隻鳳曦的寢房裏,東西卻依舊是那春日的軟密之物,也無甚變動之處。
這一則,是為鳳曦昏睡多日,尚需保暖,又不得喧鬧移動;二則,鳳曦素日裏的喜好,蕭漣雖是知曉,但多年來想來也是習慣了些東西,終究不得自己布置的舒坦。以此二層,這房中的東西卻是未曾多加變動,隻是等著那昏睡之人醒來罷了。
然則,鳳曦此時卻是有些不妥。
早些時候,這禦醫原說的那數日功夫即可醒轉的。但這難熬的光景早已過了十天,鳳曦卻依舊是麵目慘淡,四肢無力的模樣,那熬的藥越發得多,禦醫額上的汗珠也便越發得密密麻麻。
卻依舊無甚辦法。
夏帝鳳瑜驚怒之餘,更是大力申斥各色的情報頭兒、刑部府衙等承事調查的人,決意將這事情徹查到底。不論期間的官員大小或是後宮妃嬪等等,俱是被鬧得人仰馬翻的,一些謠言碎語更是折騰地滿城風雨。

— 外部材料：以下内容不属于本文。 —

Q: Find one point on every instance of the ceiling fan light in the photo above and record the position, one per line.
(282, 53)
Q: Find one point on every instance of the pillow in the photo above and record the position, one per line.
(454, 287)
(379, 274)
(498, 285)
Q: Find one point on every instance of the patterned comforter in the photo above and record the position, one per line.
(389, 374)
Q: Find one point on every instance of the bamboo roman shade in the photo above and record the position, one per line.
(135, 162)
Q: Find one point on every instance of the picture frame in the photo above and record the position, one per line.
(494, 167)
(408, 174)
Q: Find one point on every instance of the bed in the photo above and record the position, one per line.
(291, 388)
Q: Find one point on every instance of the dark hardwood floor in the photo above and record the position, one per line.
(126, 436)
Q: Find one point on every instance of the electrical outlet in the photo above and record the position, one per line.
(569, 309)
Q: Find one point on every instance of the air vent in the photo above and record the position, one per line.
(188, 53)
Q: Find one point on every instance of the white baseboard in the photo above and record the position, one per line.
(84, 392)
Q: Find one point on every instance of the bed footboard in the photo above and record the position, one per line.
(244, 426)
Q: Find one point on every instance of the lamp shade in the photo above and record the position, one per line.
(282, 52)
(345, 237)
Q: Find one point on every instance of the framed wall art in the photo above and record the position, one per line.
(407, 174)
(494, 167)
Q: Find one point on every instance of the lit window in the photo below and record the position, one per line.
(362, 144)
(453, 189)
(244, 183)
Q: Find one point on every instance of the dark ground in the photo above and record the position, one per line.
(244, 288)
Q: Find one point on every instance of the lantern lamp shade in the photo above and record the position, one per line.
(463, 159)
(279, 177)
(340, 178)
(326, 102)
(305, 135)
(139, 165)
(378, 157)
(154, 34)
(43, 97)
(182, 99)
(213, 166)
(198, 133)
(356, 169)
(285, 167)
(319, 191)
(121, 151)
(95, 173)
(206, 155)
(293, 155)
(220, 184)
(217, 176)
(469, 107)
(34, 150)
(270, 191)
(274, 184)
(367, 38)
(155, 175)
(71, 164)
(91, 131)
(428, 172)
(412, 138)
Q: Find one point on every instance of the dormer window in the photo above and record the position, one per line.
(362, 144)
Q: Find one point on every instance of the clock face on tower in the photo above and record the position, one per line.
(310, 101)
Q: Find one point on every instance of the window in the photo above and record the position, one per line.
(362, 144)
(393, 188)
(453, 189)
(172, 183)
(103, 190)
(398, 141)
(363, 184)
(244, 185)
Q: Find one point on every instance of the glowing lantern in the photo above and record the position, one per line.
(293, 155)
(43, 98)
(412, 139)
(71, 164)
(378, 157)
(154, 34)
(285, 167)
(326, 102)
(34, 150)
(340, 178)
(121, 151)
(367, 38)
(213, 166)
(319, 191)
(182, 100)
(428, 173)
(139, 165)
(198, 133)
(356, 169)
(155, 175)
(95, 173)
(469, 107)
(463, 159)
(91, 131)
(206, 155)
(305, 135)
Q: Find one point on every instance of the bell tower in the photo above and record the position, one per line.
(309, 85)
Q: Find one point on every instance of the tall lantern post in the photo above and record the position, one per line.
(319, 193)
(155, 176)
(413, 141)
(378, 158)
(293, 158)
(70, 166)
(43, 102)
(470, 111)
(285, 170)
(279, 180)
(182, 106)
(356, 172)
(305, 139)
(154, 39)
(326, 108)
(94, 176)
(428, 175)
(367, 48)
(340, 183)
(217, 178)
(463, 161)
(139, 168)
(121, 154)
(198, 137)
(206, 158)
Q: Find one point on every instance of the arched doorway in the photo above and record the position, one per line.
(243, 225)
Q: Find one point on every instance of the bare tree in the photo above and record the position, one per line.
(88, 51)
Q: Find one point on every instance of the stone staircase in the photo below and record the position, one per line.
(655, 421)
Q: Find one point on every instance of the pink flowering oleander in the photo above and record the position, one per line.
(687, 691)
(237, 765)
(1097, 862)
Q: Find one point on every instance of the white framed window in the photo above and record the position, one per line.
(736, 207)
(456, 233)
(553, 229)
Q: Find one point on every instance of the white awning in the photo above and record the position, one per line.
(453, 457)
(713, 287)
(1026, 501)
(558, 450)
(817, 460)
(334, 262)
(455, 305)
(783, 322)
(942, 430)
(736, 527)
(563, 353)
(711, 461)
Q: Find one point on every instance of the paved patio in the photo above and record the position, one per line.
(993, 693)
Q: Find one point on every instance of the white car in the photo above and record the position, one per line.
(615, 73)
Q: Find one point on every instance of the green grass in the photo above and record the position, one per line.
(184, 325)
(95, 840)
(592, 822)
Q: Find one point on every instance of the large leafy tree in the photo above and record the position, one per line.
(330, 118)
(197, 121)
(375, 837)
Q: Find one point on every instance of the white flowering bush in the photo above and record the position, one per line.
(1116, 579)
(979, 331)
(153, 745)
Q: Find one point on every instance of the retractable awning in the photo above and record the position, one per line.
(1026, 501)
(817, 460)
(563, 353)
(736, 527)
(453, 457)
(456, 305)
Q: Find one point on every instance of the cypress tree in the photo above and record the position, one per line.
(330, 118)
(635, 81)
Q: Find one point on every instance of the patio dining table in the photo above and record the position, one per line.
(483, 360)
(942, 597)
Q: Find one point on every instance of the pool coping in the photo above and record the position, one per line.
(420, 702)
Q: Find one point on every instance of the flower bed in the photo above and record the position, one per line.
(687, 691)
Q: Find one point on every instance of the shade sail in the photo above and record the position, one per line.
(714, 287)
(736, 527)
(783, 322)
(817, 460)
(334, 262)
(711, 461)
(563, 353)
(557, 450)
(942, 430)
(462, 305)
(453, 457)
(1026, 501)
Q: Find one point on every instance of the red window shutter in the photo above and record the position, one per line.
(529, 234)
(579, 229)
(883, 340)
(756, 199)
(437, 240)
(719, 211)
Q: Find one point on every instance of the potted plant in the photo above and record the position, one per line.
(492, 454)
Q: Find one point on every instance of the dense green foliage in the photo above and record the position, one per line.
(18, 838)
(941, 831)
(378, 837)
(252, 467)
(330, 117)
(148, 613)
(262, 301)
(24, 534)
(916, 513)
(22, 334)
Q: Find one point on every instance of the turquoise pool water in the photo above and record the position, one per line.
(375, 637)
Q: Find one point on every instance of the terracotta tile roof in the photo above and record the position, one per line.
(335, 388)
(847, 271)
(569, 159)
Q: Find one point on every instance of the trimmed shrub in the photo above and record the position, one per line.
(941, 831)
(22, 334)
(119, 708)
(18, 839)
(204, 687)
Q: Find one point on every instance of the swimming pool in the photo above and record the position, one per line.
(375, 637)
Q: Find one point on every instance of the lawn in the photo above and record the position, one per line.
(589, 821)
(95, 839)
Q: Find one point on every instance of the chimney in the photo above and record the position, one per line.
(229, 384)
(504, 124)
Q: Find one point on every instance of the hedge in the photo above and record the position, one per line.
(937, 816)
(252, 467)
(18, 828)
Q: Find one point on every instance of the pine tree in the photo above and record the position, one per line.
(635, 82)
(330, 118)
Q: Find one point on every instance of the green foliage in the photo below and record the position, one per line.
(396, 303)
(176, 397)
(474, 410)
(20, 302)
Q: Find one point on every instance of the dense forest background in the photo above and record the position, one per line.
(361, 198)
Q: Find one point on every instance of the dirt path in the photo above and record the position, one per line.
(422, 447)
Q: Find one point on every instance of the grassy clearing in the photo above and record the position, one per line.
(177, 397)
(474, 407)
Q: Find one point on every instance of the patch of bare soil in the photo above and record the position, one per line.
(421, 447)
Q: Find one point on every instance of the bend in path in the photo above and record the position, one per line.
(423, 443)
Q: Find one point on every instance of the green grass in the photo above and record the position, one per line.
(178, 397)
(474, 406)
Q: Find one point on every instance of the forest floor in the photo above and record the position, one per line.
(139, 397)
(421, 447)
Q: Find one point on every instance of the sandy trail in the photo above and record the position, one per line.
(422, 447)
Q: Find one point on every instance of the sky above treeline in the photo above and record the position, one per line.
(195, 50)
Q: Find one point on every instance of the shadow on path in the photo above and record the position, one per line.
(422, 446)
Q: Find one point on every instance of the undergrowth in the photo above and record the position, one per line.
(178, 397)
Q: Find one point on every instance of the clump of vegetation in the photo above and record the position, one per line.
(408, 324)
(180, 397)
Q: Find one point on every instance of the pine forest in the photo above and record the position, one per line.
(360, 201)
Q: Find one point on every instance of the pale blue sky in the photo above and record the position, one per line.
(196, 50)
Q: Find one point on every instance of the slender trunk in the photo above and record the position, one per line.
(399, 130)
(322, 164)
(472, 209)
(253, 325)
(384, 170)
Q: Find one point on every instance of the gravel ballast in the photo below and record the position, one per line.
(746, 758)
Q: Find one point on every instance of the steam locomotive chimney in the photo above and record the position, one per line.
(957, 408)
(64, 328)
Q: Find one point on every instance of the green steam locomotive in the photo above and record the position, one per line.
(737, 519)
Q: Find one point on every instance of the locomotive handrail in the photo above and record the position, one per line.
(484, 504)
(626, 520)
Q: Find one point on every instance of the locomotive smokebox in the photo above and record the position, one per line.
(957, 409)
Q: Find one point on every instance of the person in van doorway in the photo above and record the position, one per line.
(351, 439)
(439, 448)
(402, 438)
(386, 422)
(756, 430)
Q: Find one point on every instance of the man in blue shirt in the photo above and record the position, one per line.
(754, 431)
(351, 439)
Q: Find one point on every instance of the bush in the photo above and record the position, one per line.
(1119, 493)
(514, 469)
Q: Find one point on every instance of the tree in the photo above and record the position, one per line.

自然,包括夏帝鳳瑜在內的人,都是知曉此事絕無其餘可能,隻有宮中之人方可下此毒手的。隻是這宮中之人,身份高貴,又極不好度量的,夏帝滿打滿算,雖是猜得三五人,但終究是無法推測更多。
這案子自是被拖了下來。
此日,鳳瑜他處理完國事,見得日頭昏昏,又是時近黃昏,想到鳳曦的事兒,心中不免生出幾分蒼涼悲寂之感。但這件事已然是成了軒然大波,他心頭又是極記掛的,自是常念叨著。有此,鳳瑜他原是說散步而已,不知不覺間,竟是又走到了琦蘭殿。
琦蘭殿,原就是極大的宮殿,樹木花卉,藤蘿桂蔓,滿眼的濃綠冷翠竟是一色地蔓延開來,遮掩住琦蘭殿那清朗廣夏的殿堂,散發出極清淨幽然的味兒。微風徐徐,大的小的葉蔓也不禁輕輕搖曳,送來靜謐而婉轉的鳥鳴風聲。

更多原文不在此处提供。